I will probably go to bed early tonight. And based on the yawns and drowsy eyes of many other participants, the BAK campground will be fairly quiet, fairly early tonight.
We began the morning in St. Francis, where most riders were packed and on the road by 6 a.m. Including me, despite the fact that I’ve not yet adjusted from my normal schedule – where I wake up around 6 a.m. – and what will become normal for a time during BAK – waking up at 4:30 a.m. with the urge to quickly get on my bike ride.

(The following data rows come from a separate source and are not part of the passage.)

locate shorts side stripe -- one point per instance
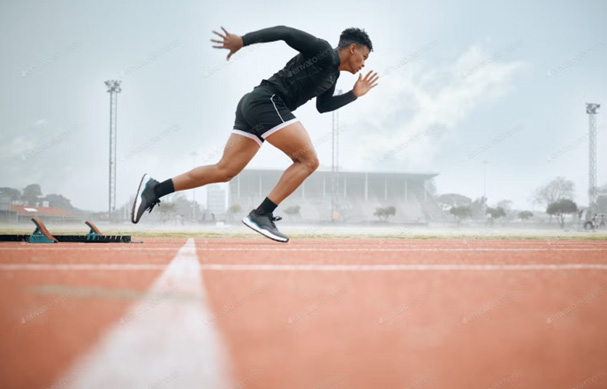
(278, 127)
(272, 99)
(239, 132)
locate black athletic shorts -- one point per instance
(260, 113)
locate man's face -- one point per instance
(358, 56)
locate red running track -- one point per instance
(340, 321)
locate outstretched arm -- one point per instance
(301, 41)
(327, 102)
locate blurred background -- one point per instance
(480, 118)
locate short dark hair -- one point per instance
(356, 36)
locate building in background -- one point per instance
(358, 195)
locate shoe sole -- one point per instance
(249, 223)
(137, 201)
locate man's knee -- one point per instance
(311, 163)
(226, 173)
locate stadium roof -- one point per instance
(22, 210)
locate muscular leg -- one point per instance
(237, 153)
(294, 141)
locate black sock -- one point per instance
(164, 188)
(267, 206)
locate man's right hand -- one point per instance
(231, 42)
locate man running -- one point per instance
(265, 113)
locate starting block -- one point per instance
(42, 235)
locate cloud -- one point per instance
(413, 112)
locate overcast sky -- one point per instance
(461, 82)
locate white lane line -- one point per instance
(161, 341)
(333, 248)
(365, 249)
(409, 267)
(295, 267)
(80, 266)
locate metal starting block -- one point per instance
(42, 235)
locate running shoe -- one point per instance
(264, 224)
(146, 198)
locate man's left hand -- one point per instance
(363, 85)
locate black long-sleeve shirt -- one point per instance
(311, 73)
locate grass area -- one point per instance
(329, 233)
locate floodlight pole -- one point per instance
(113, 89)
(591, 110)
(335, 164)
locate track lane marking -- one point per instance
(158, 341)
(295, 267)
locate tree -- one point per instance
(58, 201)
(12, 194)
(450, 200)
(384, 213)
(559, 188)
(461, 212)
(495, 213)
(479, 207)
(560, 208)
(524, 215)
(292, 211)
(31, 194)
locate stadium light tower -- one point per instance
(335, 164)
(113, 89)
(591, 111)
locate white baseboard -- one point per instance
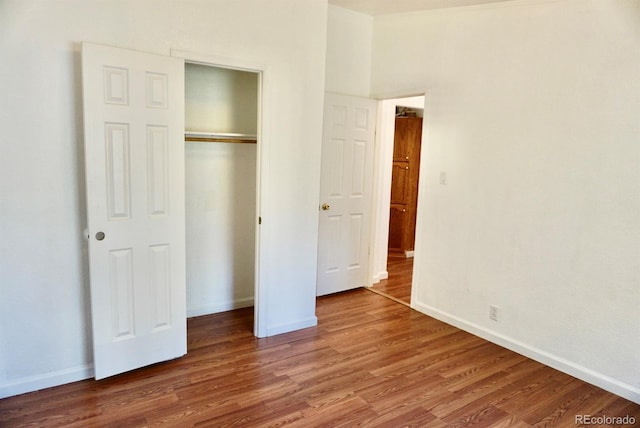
(46, 380)
(583, 373)
(380, 276)
(214, 309)
(286, 328)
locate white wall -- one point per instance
(349, 38)
(220, 213)
(533, 113)
(220, 100)
(220, 190)
(44, 311)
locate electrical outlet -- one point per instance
(443, 177)
(493, 313)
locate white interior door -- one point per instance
(134, 154)
(345, 193)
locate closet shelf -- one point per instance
(217, 137)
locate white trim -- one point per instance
(214, 309)
(583, 373)
(380, 276)
(298, 325)
(46, 380)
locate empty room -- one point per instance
(214, 183)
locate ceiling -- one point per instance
(386, 7)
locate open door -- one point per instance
(134, 157)
(345, 193)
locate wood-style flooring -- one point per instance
(370, 362)
(398, 284)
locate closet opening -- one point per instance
(221, 181)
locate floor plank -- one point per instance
(369, 362)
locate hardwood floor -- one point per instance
(398, 285)
(369, 362)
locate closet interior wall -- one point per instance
(220, 189)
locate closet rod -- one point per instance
(213, 137)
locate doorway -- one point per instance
(221, 165)
(400, 130)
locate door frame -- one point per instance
(382, 187)
(241, 64)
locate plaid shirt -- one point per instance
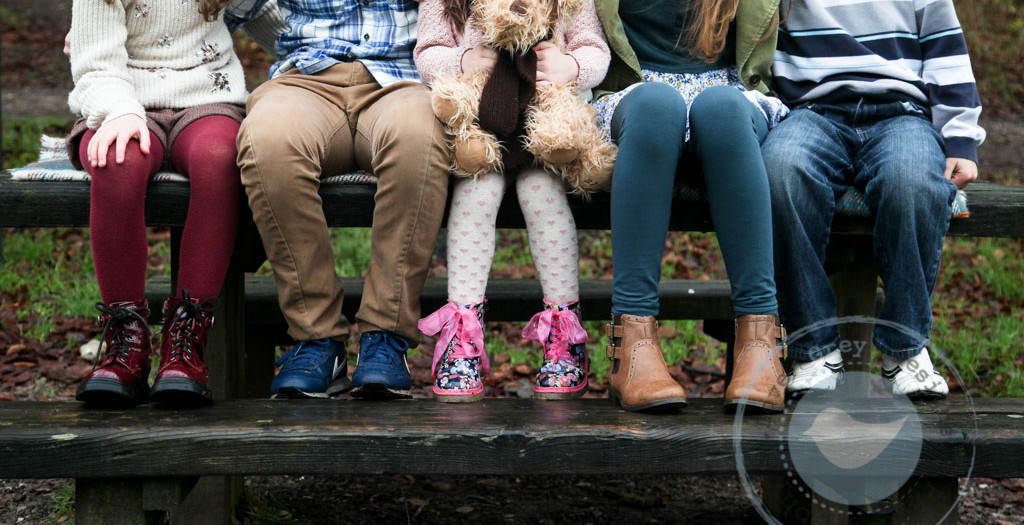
(380, 34)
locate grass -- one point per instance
(260, 509)
(64, 501)
(65, 285)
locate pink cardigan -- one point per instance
(438, 50)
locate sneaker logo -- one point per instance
(833, 428)
(339, 366)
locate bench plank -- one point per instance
(498, 436)
(995, 210)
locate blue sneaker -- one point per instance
(317, 367)
(382, 372)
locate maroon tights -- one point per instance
(205, 152)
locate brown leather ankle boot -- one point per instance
(640, 380)
(758, 378)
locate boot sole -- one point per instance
(110, 392)
(758, 406)
(180, 392)
(560, 396)
(338, 387)
(380, 392)
(464, 398)
(660, 406)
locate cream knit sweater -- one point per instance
(132, 55)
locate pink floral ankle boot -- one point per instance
(566, 364)
(460, 363)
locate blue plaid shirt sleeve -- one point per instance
(381, 34)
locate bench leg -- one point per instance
(112, 501)
(855, 286)
(225, 353)
(212, 501)
(928, 500)
(259, 361)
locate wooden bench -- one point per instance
(131, 466)
(500, 433)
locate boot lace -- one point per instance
(184, 339)
(117, 318)
(557, 327)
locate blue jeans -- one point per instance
(725, 150)
(893, 154)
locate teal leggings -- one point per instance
(725, 141)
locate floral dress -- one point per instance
(689, 85)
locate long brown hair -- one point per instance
(709, 27)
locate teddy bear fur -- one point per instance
(560, 129)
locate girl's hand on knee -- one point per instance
(553, 66)
(961, 171)
(118, 132)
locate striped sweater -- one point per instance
(830, 50)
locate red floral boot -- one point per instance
(182, 378)
(124, 374)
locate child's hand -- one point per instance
(479, 57)
(118, 131)
(553, 66)
(961, 171)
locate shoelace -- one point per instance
(373, 349)
(119, 316)
(557, 330)
(303, 355)
(461, 326)
(182, 330)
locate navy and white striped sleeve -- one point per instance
(949, 83)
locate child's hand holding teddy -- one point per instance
(553, 66)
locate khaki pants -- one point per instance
(302, 127)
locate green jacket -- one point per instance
(754, 17)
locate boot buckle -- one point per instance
(609, 331)
(781, 338)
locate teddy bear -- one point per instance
(502, 119)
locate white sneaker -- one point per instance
(914, 377)
(821, 374)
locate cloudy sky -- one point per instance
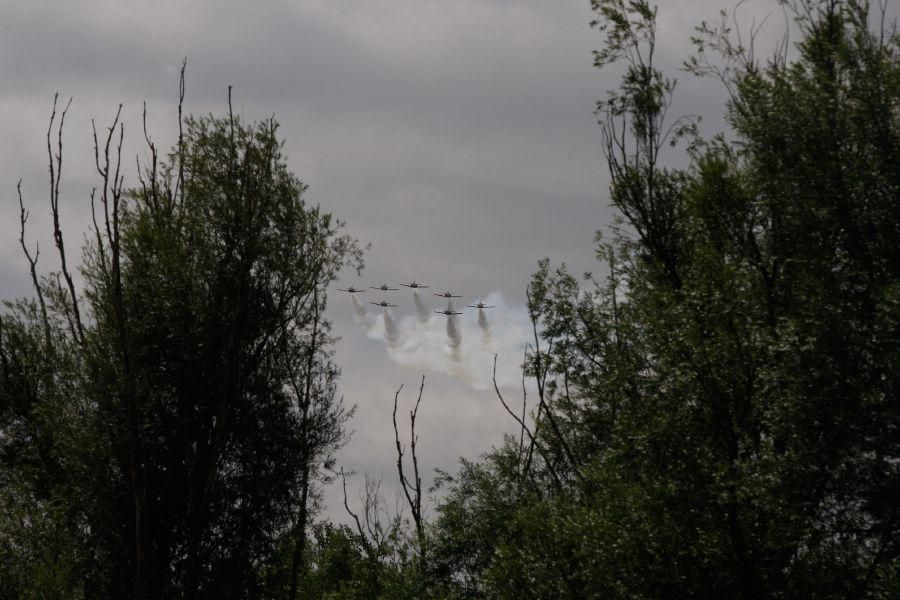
(457, 137)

Another cyclist and friend, Drew Mahin, who coaches track and cross country at Cloud County Community College, told me about a fantastic coffee shop in St. Francis called Fresh Seven. Fresh roasted beans. The best coffee in this part of the state without a doubt. And I love good coffee.
But I didn’t listen to Drew. I, along with some of the people I’m riding with – Kimberly Hawks and Mike and Kat O’Toole listened instead to a hastily prepared flyer built of rough poetry that promised us the best breakfast we could imagine if we’d be willing to pedal 5 miles out of town on an empty stomach. And coffee for 25 cents a cup.
The breakfast wasn’t the best I could imagine. It wasn’t in the top 10. Or 20. And the one staff person working was horribly overwhelmed by the number of cyclist who, like us, were willing to take a gamble for a really good breakfast. A cyclist ended up serving coffee, to keep the impending riot at bay. It could’ve been a disappointing experience, but here’s the deal: Save a significant accident or illness, there just aren’t many bad experiences on BAK. This breakfast misjudgment gave us laughing material for the rest of the day. We ribbed each other about it, and the day was a little lighter, perhaps, because we had that bit of unexpected humor in the morning. And those sort of things make great stories, anyway.
The ride – for us a total of 73 miles – was nearly perfect. We caught a slight wind from the northwest that gave us a bit of push. There were plenty of hills, but they weren’t steep. They just seemed to last forever. Undulations, one of the riders, Rod, calls them. But I think it will help set us up for good rides in the following days, where we’ll see more of the same – possibly more hills during the next stretch. We’re scheduled for a 69 mile ride tomorrow that will end in Phillipsburg.
One of the highlights of the day was Atwood. This town was the day’s major stop between overnight towns. And it was ready for us. A church group stood along the highway with baskets of granola bars and volunteers who would take riders’ water bottles to refill so they wouldn’t have off their bikes. Things like that always impress me. Here were are, just passing through for a few minutes, maybe an hour or two if we hang around and take in the sights, and they work out a deal to provide a really important and appreciated service for us.
There was a lot more to Atwood than I expected. One of the nicest kids parks I’ve ever seen, with a clean city lake. A downtown that had interesting architecture and businesses. Some of us talked about how we’ve traveled to other states and see small towns that are clearly on their last legs, waiting for death. But in Kansas, there are a number of towns that seem to be fighting back, that are working to find something that will keep their towns vibrant an alive. It might be an opera house, or a viable downtown, a spectacular park or some special attraction. But really, as we discussed today, it’s a person, or a group of people, with passion and an idea who work to make it a reality that drive these sort of successes. And thank goodness for people like that.
The same thing could be said for Oberlin. This town has one of the neatest downtown areas. It’s filled with shops and restaurants, and there’s plenty to do and see. It looks like something from the old west, but like it’s been continuously improved over the years. And the community had a good selection of dinner options for us, as well as a concert in the city park band shell that kept us entertained. Seriously, these towns deserve real credit for the work they do to prepare for all the cyclist that come through for a single night.
The things I like best about BAK are the conversations I have with people while I’m riding, and at the campsites, watching these towns swell with pride and welcome us into their communities, and the experience of seeing this state at a slower pace and a more open environment. I had the opportunity to enjoy all of those things today. I even ended up camping next to Hutchinson Mayor David Inskeep and his daughter – just by happenstance, and I got to chat a bit with Charlie Owens who for the last five years has flown in from Belfast, Ireland to make the ride.
I’m going to wrap this up. Like I said, I’m pretty tired. And it’s going to get cold tonight, and I’m not really packed for cold weather. It looks like I’ll be wearing some clothes to bed and waking up to temperatures near 50. And that’ll be just fine.
The town of McDonald had a sign asking us to explore, so we did. We found some cycling hieroglyphics.